Any political institution in North America that survives a 147 years without reform or popular legitimacy must possess considerable rhetorical skill as well as luck. So, Stephen Harper should not be surprised by news that some Senators, even in the Conservative caucus, have misgivings. Their concerns, however, aren’t persuasive.
Being free to speak their minds and answer only to their conscience, Senators can be taken more seriously than other politicians even when their arguments are half baked and self serving. The following quote by Senator Michael MacDonald in The National Post is a good example.
"There are a lot of unintended consequences from an elected Senate," Conservative Senator Michael MacDonald told Postmedia News. "[Not only] in terms of its relationship with the House of Commons, its relationship with the government of the day and the relationship of the [senators] with their own provincial governments. These things have to be looked at because the long-term implications are pretty significant."

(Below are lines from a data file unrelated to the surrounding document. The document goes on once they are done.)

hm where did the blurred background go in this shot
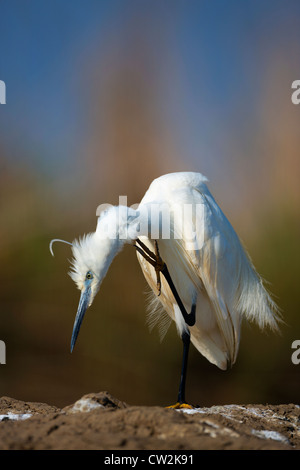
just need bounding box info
[0,0,299,408]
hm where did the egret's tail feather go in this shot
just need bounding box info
[236,269,282,332]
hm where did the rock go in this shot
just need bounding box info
[0,396,60,416]
[0,393,299,450]
[62,391,128,414]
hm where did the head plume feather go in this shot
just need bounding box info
[49,239,73,257]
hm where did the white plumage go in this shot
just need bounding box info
[51,171,280,404]
[135,172,280,370]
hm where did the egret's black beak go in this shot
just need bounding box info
[71,286,91,353]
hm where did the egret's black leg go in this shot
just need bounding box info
[134,238,196,408]
[134,238,196,325]
[177,330,190,404]
[161,264,196,326]
[134,239,164,295]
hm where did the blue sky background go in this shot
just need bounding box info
[1,0,299,180]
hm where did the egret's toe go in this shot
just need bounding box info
[166,402,194,410]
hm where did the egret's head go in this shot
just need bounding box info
[69,234,106,303]
[68,230,122,352]
[50,206,138,353]
[68,206,139,352]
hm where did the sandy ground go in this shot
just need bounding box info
[0,391,299,450]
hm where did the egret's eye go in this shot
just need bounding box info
[86,271,93,280]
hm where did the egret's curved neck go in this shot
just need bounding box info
[87,206,138,283]
[96,205,140,244]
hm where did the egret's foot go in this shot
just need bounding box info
[134,239,165,296]
[166,402,194,410]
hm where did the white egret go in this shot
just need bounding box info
[50,172,280,408]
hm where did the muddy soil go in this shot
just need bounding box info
[0,391,299,450]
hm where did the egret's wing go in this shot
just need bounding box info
[172,182,280,366]
[137,172,280,369]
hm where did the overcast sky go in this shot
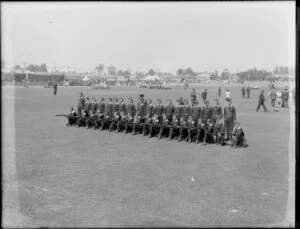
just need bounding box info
[1,2,295,73]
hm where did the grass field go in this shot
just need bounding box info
[2,83,295,227]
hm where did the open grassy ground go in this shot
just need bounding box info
[2,83,295,227]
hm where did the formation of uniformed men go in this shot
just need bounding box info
[65,91,247,148]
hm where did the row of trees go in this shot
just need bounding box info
[13,63,48,72]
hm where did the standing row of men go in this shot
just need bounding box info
[65,92,247,147]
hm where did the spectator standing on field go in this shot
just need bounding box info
[218,86,221,97]
[269,88,277,107]
[256,89,268,112]
[246,86,251,99]
[201,89,208,101]
[241,86,245,98]
[190,88,197,107]
[53,82,58,95]
[281,88,289,108]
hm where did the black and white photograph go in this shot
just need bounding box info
[2,1,296,227]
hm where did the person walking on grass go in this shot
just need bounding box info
[256,89,268,112]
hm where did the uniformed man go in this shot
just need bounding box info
[202,119,215,145]
[200,100,212,145]
[93,97,106,129]
[90,97,98,115]
[66,107,78,126]
[178,99,191,142]
[256,89,268,112]
[187,100,201,143]
[142,99,154,136]
[100,97,113,131]
[241,86,246,98]
[190,89,197,107]
[213,118,226,145]
[158,99,174,139]
[201,89,208,101]
[231,121,248,148]
[149,98,164,138]
[132,94,147,135]
[224,98,236,141]
[168,99,182,140]
[84,96,91,113]
[53,82,58,95]
[211,99,222,123]
[86,110,97,128]
[116,97,127,133]
[76,109,89,127]
[124,97,136,134]
[109,97,121,132]
[77,92,85,117]
[246,86,251,99]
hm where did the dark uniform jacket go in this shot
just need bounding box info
[98,102,106,114]
[154,105,164,118]
[173,106,182,120]
[164,105,174,120]
[84,101,91,113]
[214,123,224,133]
[105,103,113,118]
[91,102,98,115]
[246,87,250,94]
[77,97,85,109]
[270,91,277,100]
[137,100,147,117]
[146,104,154,118]
[191,92,196,101]
[281,91,289,100]
[112,103,120,114]
[233,127,245,138]
[126,104,136,118]
[241,88,245,94]
[212,105,222,120]
[201,106,212,120]
[191,106,201,121]
[119,103,127,115]
[223,105,236,120]
[182,106,191,121]
[259,93,265,103]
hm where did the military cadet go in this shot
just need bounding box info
[159,99,174,139]
[246,86,251,99]
[178,99,191,142]
[187,100,201,143]
[84,96,91,113]
[93,97,106,129]
[132,94,147,135]
[90,97,98,115]
[66,107,78,126]
[201,89,208,101]
[213,118,226,145]
[109,97,121,132]
[231,121,248,148]
[77,92,85,117]
[100,97,113,131]
[86,110,97,128]
[116,97,127,133]
[200,100,212,145]
[218,86,221,97]
[256,89,268,112]
[124,97,136,134]
[224,98,236,141]
[168,99,183,140]
[241,86,246,98]
[76,109,89,127]
[190,89,197,107]
[202,119,215,145]
[149,98,164,138]
[142,99,154,136]
[211,99,222,123]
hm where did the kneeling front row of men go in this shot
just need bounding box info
[66,95,247,148]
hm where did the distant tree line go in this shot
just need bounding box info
[13,63,48,72]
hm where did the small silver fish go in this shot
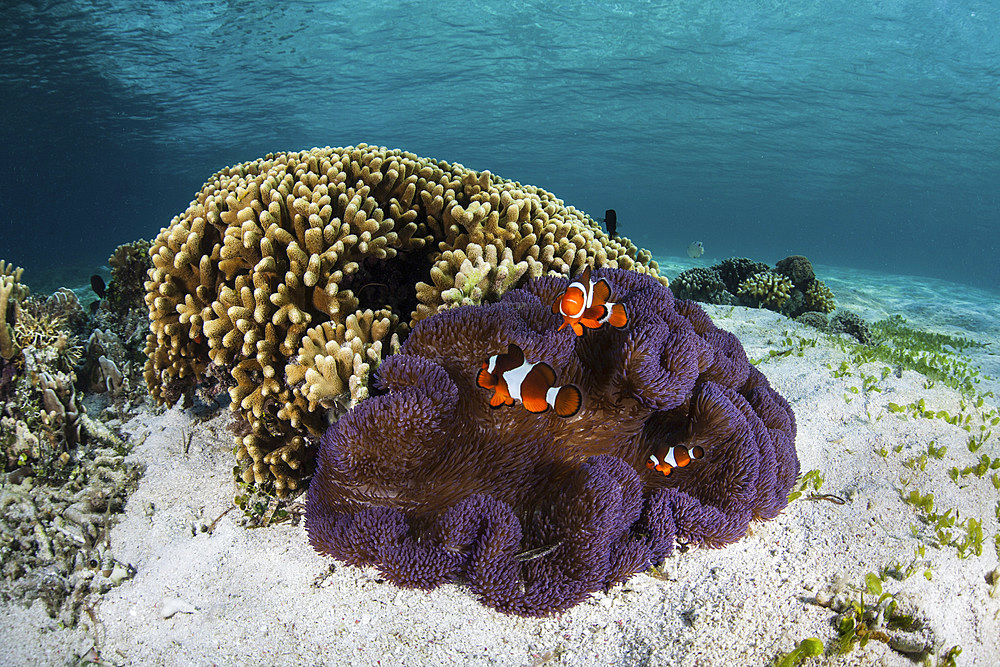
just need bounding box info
[686,241,704,259]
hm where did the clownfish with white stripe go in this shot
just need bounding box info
[477,343,582,418]
[647,444,704,476]
[552,266,628,336]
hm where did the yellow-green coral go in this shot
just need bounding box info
[283,308,400,422]
[433,244,531,310]
[737,271,793,309]
[143,144,667,495]
[805,279,836,313]
[13,295,82,368]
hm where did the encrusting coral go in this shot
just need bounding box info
[306,268,798,616]
[774,255,815,289]
[667,266,734,304]
[713,257,771,293]
[143,145,666,496]
[105,239,153,318]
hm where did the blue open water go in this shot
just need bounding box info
[2,1,997,293]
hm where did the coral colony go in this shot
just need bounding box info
[143,145,664,496]
[141,145,798,616]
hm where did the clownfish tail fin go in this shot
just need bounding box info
[553,384,583,418]
[608,302,628,329]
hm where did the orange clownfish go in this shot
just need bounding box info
[477,343,582,418]
[647,444,704,476]
[552,266,628,336]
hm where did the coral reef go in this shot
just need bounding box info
[829,311,875,346]
[306,268,798,616]
[0,437,141,625]
[143,145,667,496]
[1,260,29,360]
[737,272,794,309]
[668,267,735,304]
[672,255,836,318]
[13,294,84,371]
[0,259,143,625]
[83,242,161,417]
[804,280,836,314]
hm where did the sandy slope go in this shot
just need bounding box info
[2,301,999,666]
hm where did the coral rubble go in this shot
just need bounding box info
[0,260,143,625]
[306,268,798,616]
[143,145,666,496]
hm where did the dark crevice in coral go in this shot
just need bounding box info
[339,250,432,331]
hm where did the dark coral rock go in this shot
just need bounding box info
[105,240,152,319]
[829,310,874,345]
[774,255,816,289]
[796,311,829,330]
[780,290,808,319]
[669,267,736,305]
[712,257,771,294]
[306,269,798,616]
[0,356,17,403]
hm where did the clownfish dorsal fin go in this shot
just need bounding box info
[491,343,524,376]
[578,265,592,287]
[506,343,525,366]
[530,360,556,389]
[590,277,612,305]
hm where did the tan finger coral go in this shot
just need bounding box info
[143,145,666,496]
[804,279,836,313]
[737,272,794,310]
[1,260,28,360]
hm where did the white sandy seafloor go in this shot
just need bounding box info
[3,258,1000,666]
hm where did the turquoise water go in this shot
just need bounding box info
[2,1,997,292]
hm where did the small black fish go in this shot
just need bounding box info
[603,209,617,237]
[90,275,106,298]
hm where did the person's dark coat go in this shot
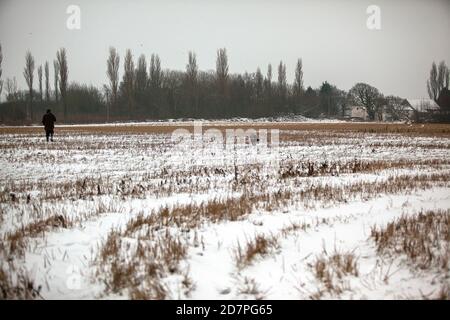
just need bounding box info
[42,112,56,131]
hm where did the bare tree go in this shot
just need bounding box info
[37,65,43,101]
[186,51,198,114]
[437,61,448,93]
[446,68,450,90]
[5,77,18,117]
[264,63,273,95]
[292,58,304,113]
[260,64,273,115]
[216,48,229,95]
[149,54,162,89]
[44,61,50,101]
[293,58,304,97]
[5,77,18,102]
[23,50,35,121]
[255,67,263,101]
[123,49,135,114]
[53,60,59,102]
[266,64,272,85]
[186,51,198,85]
[0,43,3,102]
[277,61,287,101]
[427,61,449,101]
[106,47,120,106]
[102,84,111,122]
[57,48,68,120]
[349,82,381,121]
[149,54,163,116]
[162,69,182,116]
[385,95,409,121]
[135,54,148,95]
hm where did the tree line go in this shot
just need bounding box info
[0,43,449,124]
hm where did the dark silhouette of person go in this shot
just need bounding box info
[42,109,56,142]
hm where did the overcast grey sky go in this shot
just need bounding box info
[0,0,449,99]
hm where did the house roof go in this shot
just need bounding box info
[405,99,440,112]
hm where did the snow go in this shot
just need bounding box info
[0,122,449,299]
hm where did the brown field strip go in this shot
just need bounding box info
[1,122,450,136]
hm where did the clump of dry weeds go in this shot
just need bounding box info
[233,233,280,269]
[371,210,450,271]
[96,223,190,299]
[309,249,359,298]
[4,214,70,257]
[0,265,42,299]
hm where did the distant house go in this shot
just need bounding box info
[345,106,368,121]
[345,99,440,122]
[403,98,440,113]
[400,98,440,121]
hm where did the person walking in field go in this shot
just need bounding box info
[42,109,56,142]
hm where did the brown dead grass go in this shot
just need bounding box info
[96,224,190,299]
[4,214,69,256]
[436,285,450,300]
[0,265,43,299]
[114,172,450,233]
[5,158,445,205]
[1,122,450,137]
[371,210,450,271]
[233,234,280,269]
[279,159,450,179]
[310,249,359,299]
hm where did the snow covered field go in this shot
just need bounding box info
[0,122,449,300]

People often complain the Senate is illegitimate and not democratic but, Mr. MacDonald said, "the Senate wasn't set up to be elected."
"It was set up to be a deliberative body, and not an elected body, and it's been that way for 147 years and, for the most part, it seems it has worked pretty well," he said.
The election of individual Senators would have one salutary and immediate impact: a Senator would be doing business with colleagues in the House of Commons also as an elected representative, not someone who once caught the favor of a Prime Minister. Any future change in the Senate’s relationship to the House of Commons in making Canada’s laws would depend on the consent of the House of Commons and, as important, on the desire, or otherwise, of the people.
It is a deception to imply that the bother of being elected by the people would alter or disrupt a Senator’s relationship with his or her provincial government. Senate appointments are only allocated by province. But provincial governments may or may not have influence over their appointment or what they do with their years in the Senate.
Senator MacDonald’s resume indicates: “Senatorial designation-Cape Breton.” This is a conceit. He is not their representative, not answerable for their problems or assigned by them to be their voice in Ottawa. Nova Scotia simply provided Stephen Harper with a vacancy for him to fill.
Finally, it’s a bit rich for Senator MacDonald to put up that pretentious bumper sticker: “unintended consequences.” On June 2, 2009 he accepted a Senate seat from Stephen Harper who had already put legislation before Parliament to facilitate the election of Senators. He could have chosen then to have no part of the idea. He could have stood then on the dubious proposition that the Senate must stay the same if it is to remain “deliberative.”